22.09.2008 · Im Jahr 1968 stiftete der Unternehmer Friedrich Flick seiner Heimatstadt Kreuztal drei Millionen Mark für den Bau eines Gymnasiums. So entstand das Friedrich-Flick-Gymnasium. Jetzt ist abermals eine Debatte darüber entstanden, ob Flick der geeignete Namenspatron sei.
Von Thomas JansenIm Jahr 1968 stiftete der Unternehmer Friedrich Flick seiner Heimatstadt Kreuztal drei Millionen Mark für den Bau eines Gymnasiums. So entstand das Friedrich-Flick-Gymnasium. Bis heute wird es von der gleichnamigen Stiftung gefördert. Die Grünen stellten im Jahr 1988 den Antrag, das Gymnasium umzubenennen. Ein verurteilter Kriegsverbrecher eigne sich nicht als Namensgeber für eine städtische Schule.

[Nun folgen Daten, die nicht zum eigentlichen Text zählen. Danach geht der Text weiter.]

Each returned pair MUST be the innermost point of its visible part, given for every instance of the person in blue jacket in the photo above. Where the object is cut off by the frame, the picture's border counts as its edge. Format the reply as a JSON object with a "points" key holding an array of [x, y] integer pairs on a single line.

Als einer der maßgeblichen Industriellen im „Dritten Reich“ war Flick wegen Unterstützung des Nationalsozialismus von einem amerikanischen Militärgericht zu sieben Jahren Haft verurteilt worden. Eine deutliche Mehrheit von CDU, FDP und Teilen der SPD lehnte den Antrag der Grünen im Rat der Stadt ab. Die Verdienste des Ehrenbürgers Flick für die Stadt und die möglichen negativen Folgen einer Umbenennung sprachen aus ihrer Sicht dagegen.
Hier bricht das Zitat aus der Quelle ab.